One of the best examples of a top-notch manager with a broad investing mandate is Legg Mason's Bill Miller, who is known for bargain-hunting in battered sectors. His Legg Mason Opportunity Trust is an eclectic fund that includes online retailers, steel producers, beaten-down home builders, and a handful of private-equity firms among its holdings. "I think the greatest gains over the next five years will be made in those securities people are panicked about today," Miller wrote in a recent letter to shareholders. Lately, he's been taking advantage of market turmoil by loading up on laggards in the financial and consumer sectors. The fund can trail the market in the short term—it's up only about 1 percent since the beginning of the year—but it has gained an average of 10 percent annually from its launch at the end of 1999 through November 1.

Another go-anywhere great is CGM Focus, a freewheeling fund run by Ken Heebner. The fund has returned a phenomenal 67 percent so far this year, thanks to Heebner's large bets on energy and global commodity producers (as well as some bets against the financial sector). Recently, more than half of the fund's assets resided in foreign firms. David Winters of the Wintergreen fund also roams the globe to find the best opportunities. The fund's top holdings recently included Japan Tobacco and Singapore-based casino operator Gentling International. Winters has steered the fund to a 24 percent annualized gain since its October 2005 inception.

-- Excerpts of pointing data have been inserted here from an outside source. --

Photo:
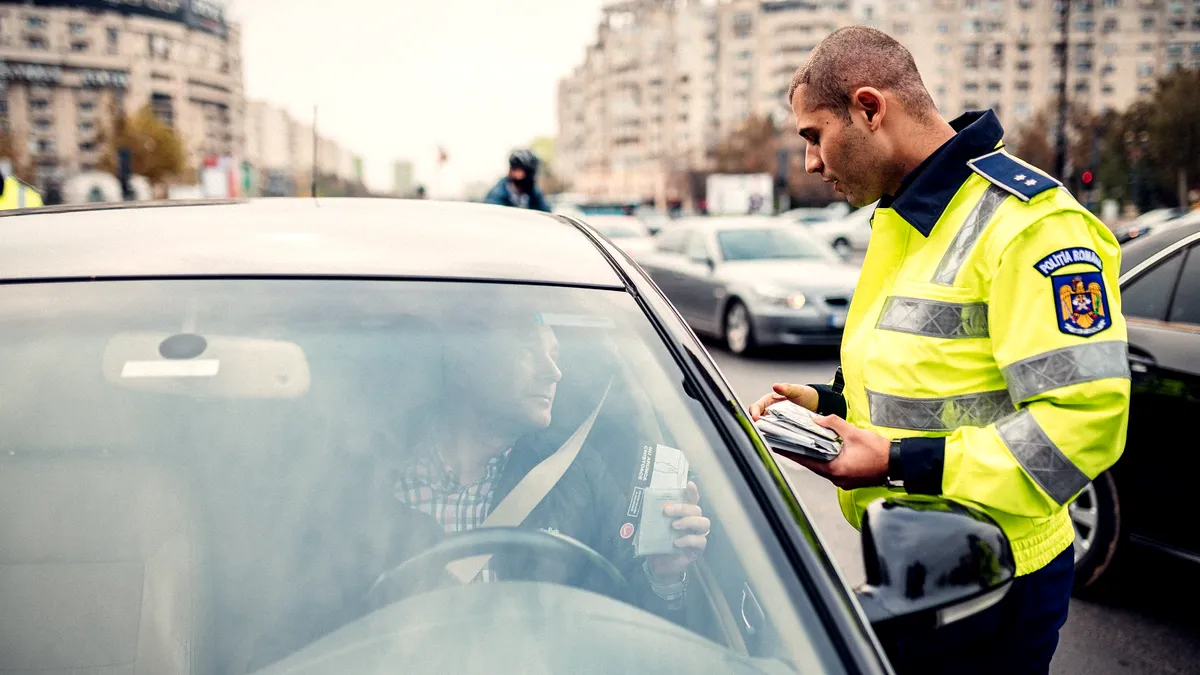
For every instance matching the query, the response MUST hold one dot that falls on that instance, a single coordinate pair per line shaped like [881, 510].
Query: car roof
[1137, 251]
[286, 237]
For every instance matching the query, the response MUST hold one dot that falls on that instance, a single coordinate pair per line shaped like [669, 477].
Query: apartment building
[735, 58]
[64, 65]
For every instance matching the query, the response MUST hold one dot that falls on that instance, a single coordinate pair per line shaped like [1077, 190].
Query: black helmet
[523, 160]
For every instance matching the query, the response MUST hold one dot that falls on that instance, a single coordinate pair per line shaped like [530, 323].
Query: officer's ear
[870, 103]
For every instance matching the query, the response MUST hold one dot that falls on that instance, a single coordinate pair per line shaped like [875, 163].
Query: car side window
[672, 242]
[697, 249]
[1150, 294]
[1186, 305]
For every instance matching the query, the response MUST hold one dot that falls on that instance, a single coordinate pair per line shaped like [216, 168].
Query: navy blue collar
[927, 191]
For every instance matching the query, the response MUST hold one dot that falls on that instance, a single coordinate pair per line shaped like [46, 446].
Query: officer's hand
[799, 394]
[693, 527]
[863, 461]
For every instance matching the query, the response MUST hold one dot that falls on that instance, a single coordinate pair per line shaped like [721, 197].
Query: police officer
[16, 195]
[984, 356]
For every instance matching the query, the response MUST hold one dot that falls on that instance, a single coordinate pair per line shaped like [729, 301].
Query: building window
[743, 24]
[160, 46]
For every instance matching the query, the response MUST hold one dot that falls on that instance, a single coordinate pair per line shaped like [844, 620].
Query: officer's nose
[813, 162]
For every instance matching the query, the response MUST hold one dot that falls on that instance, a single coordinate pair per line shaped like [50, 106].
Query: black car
[240, 437]
[1132, 501]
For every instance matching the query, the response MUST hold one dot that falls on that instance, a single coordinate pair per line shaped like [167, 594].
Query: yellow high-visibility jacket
[987, 334]
[18, 196]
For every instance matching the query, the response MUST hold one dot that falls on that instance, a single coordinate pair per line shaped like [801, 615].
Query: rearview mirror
[207, 365]
[930, 562]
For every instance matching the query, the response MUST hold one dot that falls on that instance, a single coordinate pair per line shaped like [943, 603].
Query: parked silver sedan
[754, 281]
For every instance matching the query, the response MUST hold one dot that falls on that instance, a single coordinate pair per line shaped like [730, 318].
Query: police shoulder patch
[1083, 303]
[1013, 175]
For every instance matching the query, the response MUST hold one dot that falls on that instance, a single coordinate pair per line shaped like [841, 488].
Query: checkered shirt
[430, 487]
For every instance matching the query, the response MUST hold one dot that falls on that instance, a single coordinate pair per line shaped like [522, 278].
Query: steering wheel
[401, 580]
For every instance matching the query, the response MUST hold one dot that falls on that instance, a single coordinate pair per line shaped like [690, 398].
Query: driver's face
[513, 377]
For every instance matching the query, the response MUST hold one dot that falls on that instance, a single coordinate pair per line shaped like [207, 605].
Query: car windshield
[769, 243]
[235, 471]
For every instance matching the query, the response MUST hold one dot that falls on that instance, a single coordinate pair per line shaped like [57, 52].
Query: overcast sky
[396, 78]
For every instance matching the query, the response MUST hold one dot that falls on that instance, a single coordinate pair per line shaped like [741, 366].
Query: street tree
[155, 149]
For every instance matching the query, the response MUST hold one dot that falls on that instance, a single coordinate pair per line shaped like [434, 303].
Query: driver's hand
[799, 394]
[694, 527]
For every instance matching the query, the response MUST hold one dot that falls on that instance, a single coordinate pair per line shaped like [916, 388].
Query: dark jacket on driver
[503, 195]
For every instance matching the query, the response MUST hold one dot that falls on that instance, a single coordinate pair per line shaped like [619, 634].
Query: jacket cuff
[829, 401]
[922, 463]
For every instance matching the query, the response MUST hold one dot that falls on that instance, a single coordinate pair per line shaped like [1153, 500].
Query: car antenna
[315, 145]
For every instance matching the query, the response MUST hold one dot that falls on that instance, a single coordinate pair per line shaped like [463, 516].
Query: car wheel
[1096, 514]
[738, 328]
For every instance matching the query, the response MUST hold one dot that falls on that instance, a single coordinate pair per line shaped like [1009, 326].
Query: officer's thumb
[799, 394]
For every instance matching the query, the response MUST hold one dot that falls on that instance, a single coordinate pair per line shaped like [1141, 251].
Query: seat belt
[529, 491]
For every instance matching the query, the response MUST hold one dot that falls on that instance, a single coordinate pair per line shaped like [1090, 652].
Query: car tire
[737, 328]
[1096, 515]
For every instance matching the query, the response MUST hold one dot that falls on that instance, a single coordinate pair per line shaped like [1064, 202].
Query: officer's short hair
[856, 57]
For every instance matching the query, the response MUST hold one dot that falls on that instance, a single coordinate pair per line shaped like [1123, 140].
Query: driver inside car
[502, 383]
[459, 457]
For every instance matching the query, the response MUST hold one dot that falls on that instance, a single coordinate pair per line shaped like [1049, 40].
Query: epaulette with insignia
[1013, 175]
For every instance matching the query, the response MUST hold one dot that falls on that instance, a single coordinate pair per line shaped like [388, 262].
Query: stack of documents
[790, 430]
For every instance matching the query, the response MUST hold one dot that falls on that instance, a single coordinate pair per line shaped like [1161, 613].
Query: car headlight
[779, 296]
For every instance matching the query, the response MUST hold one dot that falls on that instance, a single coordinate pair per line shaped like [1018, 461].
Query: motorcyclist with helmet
[519, 189]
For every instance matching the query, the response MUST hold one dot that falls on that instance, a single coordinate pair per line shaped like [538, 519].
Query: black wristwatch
[895, 476]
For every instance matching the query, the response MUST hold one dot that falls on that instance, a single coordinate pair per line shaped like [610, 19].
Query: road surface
[1149, 625]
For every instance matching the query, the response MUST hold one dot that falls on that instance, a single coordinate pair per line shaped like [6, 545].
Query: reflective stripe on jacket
[993, 335]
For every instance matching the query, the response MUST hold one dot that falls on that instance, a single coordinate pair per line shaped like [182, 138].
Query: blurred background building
[66, 67]
[667, 82]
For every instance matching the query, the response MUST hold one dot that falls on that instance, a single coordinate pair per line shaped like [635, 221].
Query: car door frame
[1158, 354]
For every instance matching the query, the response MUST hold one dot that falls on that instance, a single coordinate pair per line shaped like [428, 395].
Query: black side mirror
[930, 562]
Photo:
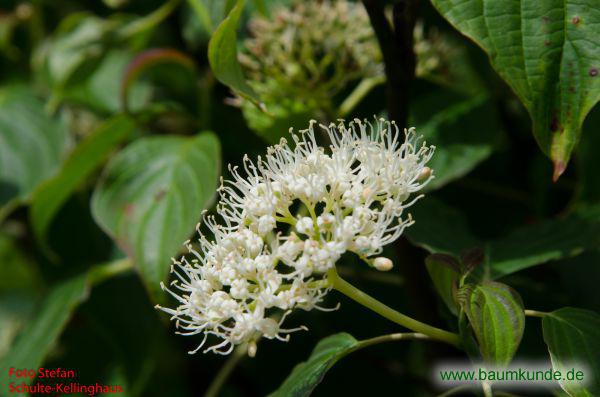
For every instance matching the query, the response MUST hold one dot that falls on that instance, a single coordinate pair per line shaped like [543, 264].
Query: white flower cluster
[263, 261]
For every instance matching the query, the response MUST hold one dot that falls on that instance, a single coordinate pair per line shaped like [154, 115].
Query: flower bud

Keep in mind that when you invest in a go-anywhere fund, you're essentially betting on the manager's stock-picking abilities, so make sure your all-star isn't a rookie. It pays to choose a manager with a proven track record (either at the current fund or in a previous charge). Also, annual expenses for such funds can be steep: Legg Mason Opportunity and Wintergreen charge 2.31 and 1.95 percent per year, respectively, while CGM levies a more reasonable 1.20 percent. These funds can be heavily concentrated in a handful of stocks, so bad calls can lead to steep drops in performance. For that reason, it's a good idea to restrict footloose funds to only a slice of your portfolio.